Doing Life With… is a BellaNaija Features series that showcases how people live, work, travel, care for their families and… everything in between. We are documenting the lives of all people and ensuring everyone is well-represented at BN.
Did you miss our last conversation with Zahra Ahmed? You can catch up here.
This week, we are doing life with Kelly Praise, a Lagos-based hand-made jeweller who makes subtle jewellery pieces with faith-based and deep-meaning inscriptions. Enjoy the conversations!

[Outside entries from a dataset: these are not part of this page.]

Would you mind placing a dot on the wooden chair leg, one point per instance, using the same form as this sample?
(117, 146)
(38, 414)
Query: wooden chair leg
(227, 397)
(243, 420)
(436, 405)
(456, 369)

Hey Kelly, describe how you’re feeling in three words
Really sad, at peace and grateful.
So, what are you currently working on?
I have three projects on my bench at the moment. The first is a very beautiful engagement ring, which I am really excited and nervous about because I haven’t made anything like this before. I also have a gold band, a new necklace and an earring set that just came in. I also have my Kintugi workshop coming up on Sunday, so I am just doing some final preparations. Then, I am working on my itinerary for my long-awaited and deserved holiday, haha.
You need the rest
I do. I do.
Tell us about your background—your upbringing, education, and
I am always excited to talk about my background because that is such an integral part of who I am today, as well as my faith which is the most important thing to me. I grew up in Jos, Nigeria with my mom, dad, sister and two brothers. It’s a conservative and communal town. You don’t raise children alone in Jos. Your neighbours raise them with you. You share resources. The weather is perfect. It is just such a wonderful place. That’s one of the reasons I struggled a bit when I moved to Lagos.

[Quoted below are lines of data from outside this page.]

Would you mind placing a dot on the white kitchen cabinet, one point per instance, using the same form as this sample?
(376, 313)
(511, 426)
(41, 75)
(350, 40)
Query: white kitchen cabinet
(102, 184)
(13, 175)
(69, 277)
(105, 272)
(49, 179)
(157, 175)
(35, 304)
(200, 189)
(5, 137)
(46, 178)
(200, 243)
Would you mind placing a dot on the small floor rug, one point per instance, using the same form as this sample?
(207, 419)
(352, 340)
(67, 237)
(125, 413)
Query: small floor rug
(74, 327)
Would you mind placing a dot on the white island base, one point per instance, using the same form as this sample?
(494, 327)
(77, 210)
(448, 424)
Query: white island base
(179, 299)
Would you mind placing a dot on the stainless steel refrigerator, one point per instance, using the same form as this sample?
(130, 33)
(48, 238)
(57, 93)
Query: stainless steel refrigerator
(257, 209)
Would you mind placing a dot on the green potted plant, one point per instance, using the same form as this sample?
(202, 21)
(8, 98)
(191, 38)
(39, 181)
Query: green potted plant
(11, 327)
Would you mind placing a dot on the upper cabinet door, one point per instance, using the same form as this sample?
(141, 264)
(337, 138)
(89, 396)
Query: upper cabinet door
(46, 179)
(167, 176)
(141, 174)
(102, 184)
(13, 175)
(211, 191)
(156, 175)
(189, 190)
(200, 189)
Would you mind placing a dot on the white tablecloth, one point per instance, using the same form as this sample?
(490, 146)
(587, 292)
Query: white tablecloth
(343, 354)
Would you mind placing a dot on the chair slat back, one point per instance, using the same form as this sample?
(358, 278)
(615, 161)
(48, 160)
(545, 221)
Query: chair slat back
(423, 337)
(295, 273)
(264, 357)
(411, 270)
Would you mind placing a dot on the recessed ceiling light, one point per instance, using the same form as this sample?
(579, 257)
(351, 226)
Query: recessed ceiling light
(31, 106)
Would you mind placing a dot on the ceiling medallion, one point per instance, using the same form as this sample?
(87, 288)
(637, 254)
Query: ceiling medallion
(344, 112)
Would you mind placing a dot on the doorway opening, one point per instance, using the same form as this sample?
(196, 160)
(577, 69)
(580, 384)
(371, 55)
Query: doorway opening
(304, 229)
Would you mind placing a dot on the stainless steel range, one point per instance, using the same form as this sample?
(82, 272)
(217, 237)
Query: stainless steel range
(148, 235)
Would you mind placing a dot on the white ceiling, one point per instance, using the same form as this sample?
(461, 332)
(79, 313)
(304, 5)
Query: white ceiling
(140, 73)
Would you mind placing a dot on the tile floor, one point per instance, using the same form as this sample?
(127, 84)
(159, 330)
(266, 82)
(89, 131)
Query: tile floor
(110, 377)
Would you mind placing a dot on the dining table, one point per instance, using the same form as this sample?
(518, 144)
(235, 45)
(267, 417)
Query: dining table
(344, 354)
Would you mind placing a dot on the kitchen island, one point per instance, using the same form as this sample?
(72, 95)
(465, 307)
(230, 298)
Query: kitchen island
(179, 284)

I also spent a lot of time alone as a child, and I think that’s one of the reasons I am so introverted and prefer solitude. All my siblings were either in school or away so I was mostly home by myself reading my storybooks. I loved reading so much that I knocked on every single door to ask if they had any storybooks for me. My neighbours nicknamed me storybook. I used to make friends so easily. I wonder what happened.
Adulthood?
Maybe. Like, my mom used to be a part of a homemakers club where they learnt and taught other women different skills and just came together to do things. Being the last born, after my mum picked me up from school, we went to do her business together. We went to the homemakers club on days she had to. All my mom’s suppliers and business partners knew me. I really just wanted to go home for cartoon time which started at 4 pm but I think God had other plans. Being in that environment is where my love for jewellery sparked and following my mom around planted the seed of entrepreneurship in my mind without me even knowing.

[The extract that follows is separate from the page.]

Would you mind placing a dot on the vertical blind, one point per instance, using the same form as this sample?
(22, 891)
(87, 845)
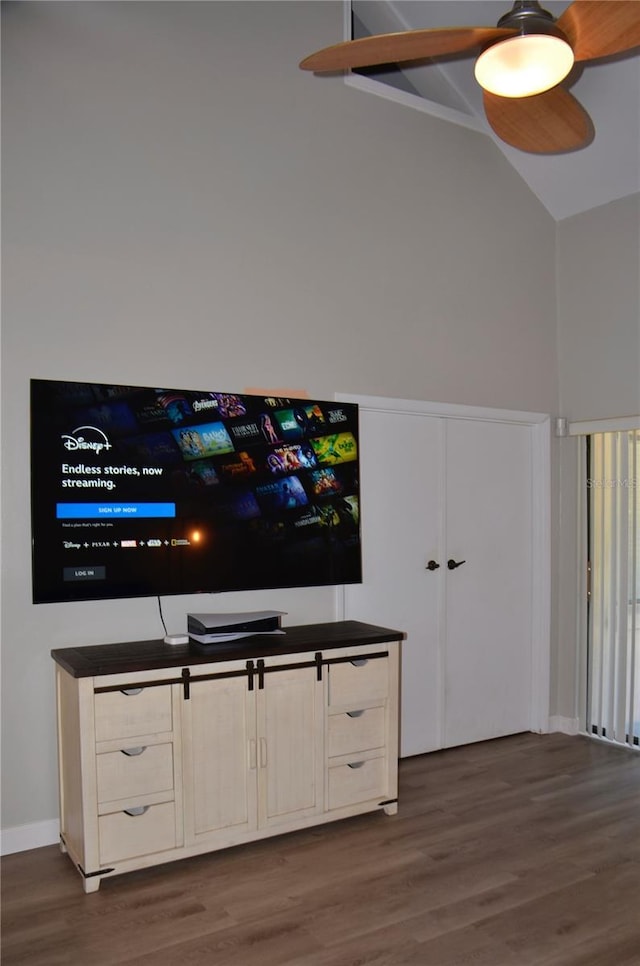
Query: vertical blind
(613, 485)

Are there any moments from your childhood that shaped you into what you are today
One key moment in my childhood that shaped my faith isn’t something I can talk about here because I think it’s a bit too graphic but it happened during one of the Jos crises. I was in secondary school at the time but we had to leave because of how bad things had gotten and I remember almost every Sunday, we had to go visit a church member who had been a victim of the crises. There was a particular day I watched everyone praying and singing praises to God in Hausa, despite it all. That was the kind of faith I grew up with and the kind of faith I want to continue to have. Even if he takes it all, including my life, it’s okay because he is truly the owner of this world. And when push comes to shove, there is really no one else we have but him.
I remember a day the crisis was brewing and we saw the people breaking glasses and banging on cars coming. Amid the shouts of ‘An fara’ which is Hausa for ‘it has started,’ my mom had to lock her shops, climb a fence into JUTH and drive 15 minutes to our house on a road that had nobody else, just to keep us safe. Thinking about it now, that was such a risk but that is my mom. Fearless.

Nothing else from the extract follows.